The IMF’s Fact Sheet states that “Cap-and-trade systems are another option, but generally they should be designed to look like taxes through revenue-raising and price stability provisions."[19] Such designs are often referred to as hybrid designs. The stability provisions referred to are typically floor and ceiling prices[20] (a ceiling price is also known as a safety valve), which are implemented as follows. When permits are auctioned, there is a floor (reserve) price below which permits are not sold, and permits for immediate use are always made available at the ceiling price, even if sales have already reached the permit cap. To the extent the price is controlled by these limits, it is a tax. So if the floor is set equal to the ceiling, cap-and-trade becomes a pure carbon tax.

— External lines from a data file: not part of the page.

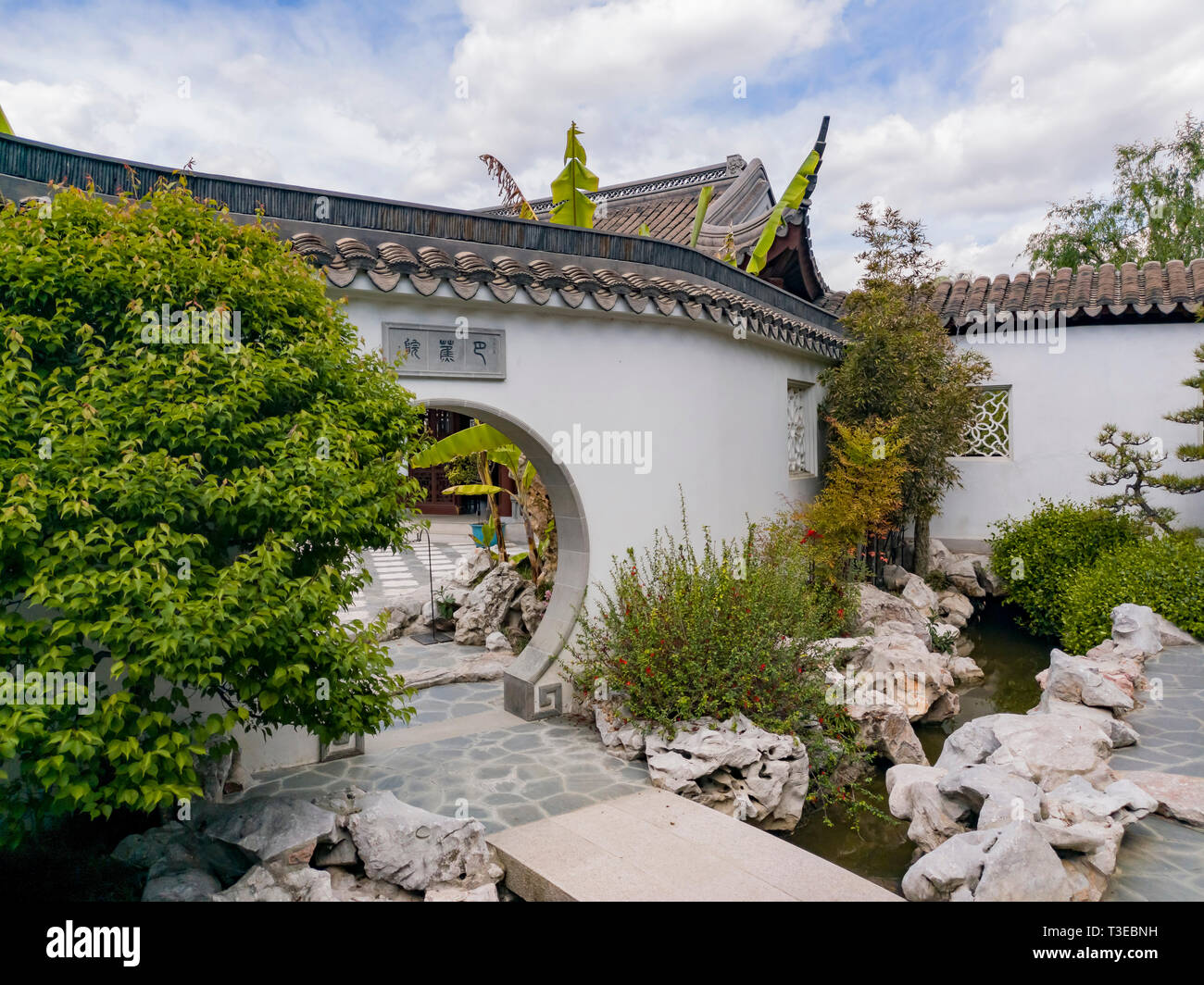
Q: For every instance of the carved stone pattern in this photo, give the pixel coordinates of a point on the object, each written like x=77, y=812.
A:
x=798, y=453
x=988, y=433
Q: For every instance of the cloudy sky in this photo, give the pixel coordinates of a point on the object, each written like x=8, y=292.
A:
x=972, y=117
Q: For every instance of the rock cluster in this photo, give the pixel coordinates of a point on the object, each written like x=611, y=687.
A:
x=1024, y=807
x=494, y=605
x=349, y=847
x=733, y=766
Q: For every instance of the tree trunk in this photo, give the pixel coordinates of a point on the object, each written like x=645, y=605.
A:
x=922, y=544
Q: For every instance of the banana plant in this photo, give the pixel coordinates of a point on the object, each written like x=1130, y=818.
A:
x=570, y=185
x=488, y=444
x=699, y=212
x=793, y=197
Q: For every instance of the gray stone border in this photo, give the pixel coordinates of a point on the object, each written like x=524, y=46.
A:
x=521, y=690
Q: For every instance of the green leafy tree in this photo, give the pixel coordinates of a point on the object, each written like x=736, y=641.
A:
x=1190, y=451
x=573, y=206
x=1155, y=212
x=1130, y=460
x=901, y=365
x=181, y=516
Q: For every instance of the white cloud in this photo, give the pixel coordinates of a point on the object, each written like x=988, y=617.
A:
x=340, y=95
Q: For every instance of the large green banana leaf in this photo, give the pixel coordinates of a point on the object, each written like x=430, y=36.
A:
x=481, y=437
x=793, y=197
x=699, y=212
x=570, y=187
x=473, y=491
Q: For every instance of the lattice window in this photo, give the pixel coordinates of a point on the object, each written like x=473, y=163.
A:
x=990, y=433
x=801, y=429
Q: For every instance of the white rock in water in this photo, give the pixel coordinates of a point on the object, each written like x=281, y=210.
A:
x=919, y=593
x=1138, y=627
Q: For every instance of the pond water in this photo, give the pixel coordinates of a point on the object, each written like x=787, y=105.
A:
x=879, y=850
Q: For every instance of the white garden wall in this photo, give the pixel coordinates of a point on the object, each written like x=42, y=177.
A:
x=1128, y=375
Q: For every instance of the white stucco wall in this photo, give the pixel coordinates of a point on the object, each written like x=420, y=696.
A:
x=1127, y=375
x=715, y=407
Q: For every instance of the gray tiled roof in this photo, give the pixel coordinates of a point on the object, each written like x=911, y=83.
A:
x=1173, y=292
x=501, y=277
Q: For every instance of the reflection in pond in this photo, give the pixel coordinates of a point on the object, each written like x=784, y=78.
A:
x=1010, y=659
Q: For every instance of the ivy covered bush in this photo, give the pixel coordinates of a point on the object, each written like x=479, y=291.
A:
x=1039, y=555
x=179, y=508
x=721, y=631
x=1166, y=573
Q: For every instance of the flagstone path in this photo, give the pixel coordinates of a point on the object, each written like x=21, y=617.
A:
x=1160, y=859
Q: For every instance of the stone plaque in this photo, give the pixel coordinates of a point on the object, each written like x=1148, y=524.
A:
x=445, y=351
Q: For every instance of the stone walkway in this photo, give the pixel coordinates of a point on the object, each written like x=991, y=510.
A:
x=1160, y=859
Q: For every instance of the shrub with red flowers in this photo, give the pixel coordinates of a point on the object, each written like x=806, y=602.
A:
x=696, y=628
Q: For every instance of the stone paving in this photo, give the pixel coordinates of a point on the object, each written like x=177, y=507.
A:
x=504, y=777
x=1160, y=859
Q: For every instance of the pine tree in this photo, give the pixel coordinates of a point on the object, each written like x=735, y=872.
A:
x=1190, y=451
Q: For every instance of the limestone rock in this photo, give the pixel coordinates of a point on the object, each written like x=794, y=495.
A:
x=1020, y=866
x=919, y=593
x=934, y=817
x=453, y=892
x=972, y=785
x=1138, y=627
x=903, y=668
x=622, y=739
x=955, y=604
x=964, y=579
x=414, y=848
x=902, y=780
x=734, y=767
x=1120, y=733
x=886, y=729
x=280, y=883
x=191, y=886
x=1074, y=680
x=348, y=888
x=1180, y=797
x=270, y=828
x=878, y=605
x=955, y=865
x=469, y=667
x=1171, y=635
x=144, y=850
x=486, y=605
x=990, y=581
x=1051, y=749
x=971, y=743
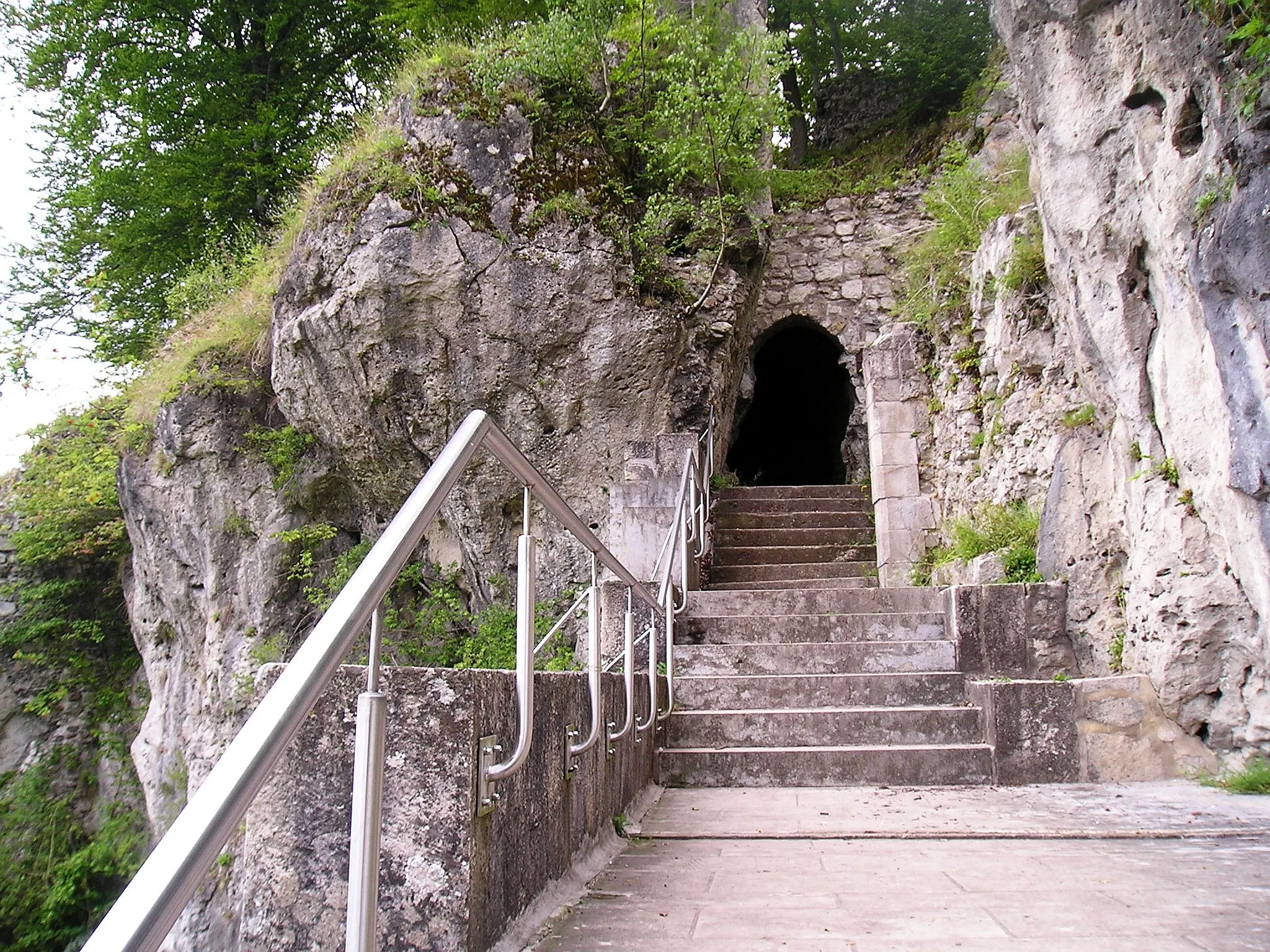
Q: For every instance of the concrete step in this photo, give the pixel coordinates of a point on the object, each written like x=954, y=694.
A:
x=828, y=505
x=744, y=493
x=812, y=599
x=739, y=630
x=766, y=691
x=821, y=726
x=730, y=519
x=819, y=658
x=791, y=571
x=866, y=582
x=917, y=764
x=789, y=555
x=826, y=536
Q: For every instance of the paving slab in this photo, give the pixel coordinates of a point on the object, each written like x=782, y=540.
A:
x=1054, y=810
x=1028, y=870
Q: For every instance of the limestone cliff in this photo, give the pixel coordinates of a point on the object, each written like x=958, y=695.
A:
x=1152, y=188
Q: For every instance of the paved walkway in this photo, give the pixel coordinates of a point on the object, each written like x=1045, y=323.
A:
x=1060, y=868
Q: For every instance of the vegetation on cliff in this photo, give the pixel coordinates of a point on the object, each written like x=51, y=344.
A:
x=69, y=847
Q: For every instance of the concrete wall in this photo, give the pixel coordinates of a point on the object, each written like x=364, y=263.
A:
x=450, y=881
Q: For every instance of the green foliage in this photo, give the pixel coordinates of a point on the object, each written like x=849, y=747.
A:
x=1253, y=777
x=1026, y=272
x=1009, y=530
x=963, y=201
x=305, y=542
x=1116, y=651
x=281, y=448
x=1219, y=191
x=1248, y=23
x=1168, y=469
x=929, y=50
x=59, y=876
x=171, y=130
x=430, y=620
x=672, y=107
x=71, y=626
x=1080, y=416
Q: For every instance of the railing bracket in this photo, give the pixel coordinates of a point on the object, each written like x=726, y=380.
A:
x=488, y=751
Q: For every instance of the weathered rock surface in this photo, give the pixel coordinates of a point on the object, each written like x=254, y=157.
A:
x=1132, y=118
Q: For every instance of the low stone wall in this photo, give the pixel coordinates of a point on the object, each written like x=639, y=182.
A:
x=1089, y=730
x=448, y=880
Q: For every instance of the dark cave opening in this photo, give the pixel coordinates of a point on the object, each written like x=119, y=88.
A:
x=793, y=430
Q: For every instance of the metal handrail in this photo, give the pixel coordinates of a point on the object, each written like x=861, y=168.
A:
x=151, y=903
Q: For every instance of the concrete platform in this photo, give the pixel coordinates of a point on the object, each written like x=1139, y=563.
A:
x=1112, y=868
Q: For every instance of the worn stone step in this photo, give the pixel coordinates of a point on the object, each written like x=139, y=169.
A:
x=789, y=555
x=817, y=658
x=791, y=571
x=733, y=630
x=897, y=690
x=911, y=764
x=828, y=505
x=819, y=726
x=732, y=519
x=813, y=601
x=860, y=583
x=826, y=536
x=744, y=493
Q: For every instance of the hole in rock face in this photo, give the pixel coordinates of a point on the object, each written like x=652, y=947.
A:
x=791, y=433
x=1189, y=134
x=1147, y=97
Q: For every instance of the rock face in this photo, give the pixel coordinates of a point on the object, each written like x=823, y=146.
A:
x=1152, y=190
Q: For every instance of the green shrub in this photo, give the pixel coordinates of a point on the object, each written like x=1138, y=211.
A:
x=1253, y=777
x=1026, y=272
x=60, y=876
x=1116, y=651
x=281, y=450
x=1009, y=530
x=1080, y=416
x=963, y=201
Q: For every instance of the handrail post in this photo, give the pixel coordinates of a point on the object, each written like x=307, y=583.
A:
x=593, y=683
x=526, y=597
x=652, y=678
x=628, y=678
x=363, y=843
x=670, y=658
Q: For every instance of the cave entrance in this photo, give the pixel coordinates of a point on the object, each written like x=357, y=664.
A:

Until the late 1970s, government regulated price floors on airfares in the US made flying "absurdly expensive" to the point that in 1965, more than 80% of Americans had never flown on a jet.[21] For example, in 1974, US air carriers had to charge at least $1,442 (in inflation-adjusted dollars) for a New York City to Los Angeles trip, a flight that cost as little as $278 in 2013.[21] In 1978, the US government deregulated airfares, on the grounds that flying is not a necessity (like food or prescription drugs), and nor was it addictive (like alcohol). The government deregulated airfares so that increased competition would lead to a drop in airfare prices. By 2011, the inflation-adjusted cost of air travel dropped by half as compared with 1978. By 2000, half of Americans were taking at least one round-trip air flight per year.[21]
While the setting of price floors is often associated with government measures, there are also private sector-imposed price floors. Until November 2016, the National Football League (NFL) set a price floor on tickets that were sold on league websites, a practice which a 2016 court case found to be in violation of US antitrust laws.[22] The price floors were introduced when teams sought to prevent "...season-ticket holders from selling tickets at prices below face value."[22] In 2013, the New York Yankees and Los Angeles Angels of Anaheim declined to participate in Major League Baseball ticket sales through StubHub because this online ticket resale website did not allow teams to put a price floor in place.[23]